The way religious organizations get involved in housing is still complicated. The most sophisticated groups weave together a patchwork of city, state, and federal aid. Many absorb property that belongs to the church and use grant money to build or rebuild on that land. Some purchase sites, and the grant money pays the mortgage. Under a different grant, organizations can qualify for rent subsidies.

Harlem's housing saviour

The Canaan Baptist Church in Harlem runs 16 buildings of low-income housing. They've netted city and state grants, as well as federal rent subsidies and grants used to take over building mortgages for a limited time. They've built housing for the homeless, disabled, elderly, and low-income.

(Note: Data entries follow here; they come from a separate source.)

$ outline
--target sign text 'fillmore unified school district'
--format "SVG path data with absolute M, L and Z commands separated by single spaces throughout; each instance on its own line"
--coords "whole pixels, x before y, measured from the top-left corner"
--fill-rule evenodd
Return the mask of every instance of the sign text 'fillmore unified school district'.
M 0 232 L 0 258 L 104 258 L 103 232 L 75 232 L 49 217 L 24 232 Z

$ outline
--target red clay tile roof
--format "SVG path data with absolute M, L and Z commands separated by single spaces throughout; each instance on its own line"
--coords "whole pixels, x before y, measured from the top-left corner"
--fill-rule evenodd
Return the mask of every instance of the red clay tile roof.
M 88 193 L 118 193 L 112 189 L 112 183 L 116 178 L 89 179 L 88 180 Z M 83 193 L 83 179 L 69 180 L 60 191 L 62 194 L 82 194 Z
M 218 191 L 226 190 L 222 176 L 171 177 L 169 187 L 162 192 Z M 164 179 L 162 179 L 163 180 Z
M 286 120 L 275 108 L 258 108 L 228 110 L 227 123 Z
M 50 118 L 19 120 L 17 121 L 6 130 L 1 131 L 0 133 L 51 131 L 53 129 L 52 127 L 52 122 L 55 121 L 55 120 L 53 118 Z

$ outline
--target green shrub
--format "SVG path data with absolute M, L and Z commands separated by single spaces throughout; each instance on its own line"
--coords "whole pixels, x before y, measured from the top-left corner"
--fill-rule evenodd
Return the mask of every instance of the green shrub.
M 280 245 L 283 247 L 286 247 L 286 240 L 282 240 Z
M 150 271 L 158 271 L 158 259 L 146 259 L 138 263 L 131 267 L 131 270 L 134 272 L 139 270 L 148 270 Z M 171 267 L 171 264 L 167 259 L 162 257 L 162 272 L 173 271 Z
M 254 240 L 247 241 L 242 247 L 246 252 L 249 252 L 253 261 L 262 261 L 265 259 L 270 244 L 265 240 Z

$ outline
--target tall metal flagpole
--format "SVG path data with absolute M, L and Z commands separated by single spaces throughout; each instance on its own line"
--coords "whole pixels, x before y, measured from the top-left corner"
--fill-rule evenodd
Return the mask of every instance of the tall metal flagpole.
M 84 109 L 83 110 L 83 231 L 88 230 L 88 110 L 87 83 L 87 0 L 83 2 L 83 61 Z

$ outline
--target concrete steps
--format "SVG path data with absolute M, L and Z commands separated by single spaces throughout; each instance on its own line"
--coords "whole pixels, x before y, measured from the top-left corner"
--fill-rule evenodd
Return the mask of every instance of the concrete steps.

"The reason we started was because the housing stock was just falling apart," says Canaan housing director Shirley Claiborne.

But Canaan's recent decisions reflect the problems that threaten even these successful church-HUD programs. After opening new housing units every several years for last two decades, Canaan's next project is a primary health-care facility. Why the switch? There is a need, Ms. Claiborne says. But there is also available funding from the state.

The 1997 federal housing budget provided for no additional rent subsidies for private landlords, nonprofit groups, or religious organizations. So, while federal grants may be available to religious organizations to build new housing, there is no new money from HUD to match the rent that low-income residents can pay. Without that money, Claiborne says, churches cannot afford to build new housing.

Yet housing experts say there's a dire need for new, low-income apartments.

HUD figures show that 5.3 million households of very low-income renters pay more than half their earnings for housing. "Very low income" is defined by the federal government as households that live on less than half the median income of the city or town where they are located. The number of these worst-case households grew by 1.1 million between 1978 and 1993. At the same time, HUD's budget has been cut from $25.7 billion in 1995 to $19.4 billion for 1997.

In the meantime, the larger religious organizations will keep pushing for the financial support they need from the government. Smaller churches will expand the movement. And Geraldine Fowler and the 199 other residents of the Bishop Boardman Apartments in Brooklyn will continue to enjoy the warmth and care they receive there.

"It has been very nice," says Ms. Fowler of her 10 years at the Bishop Boardman. "Everybody here has been so lovely."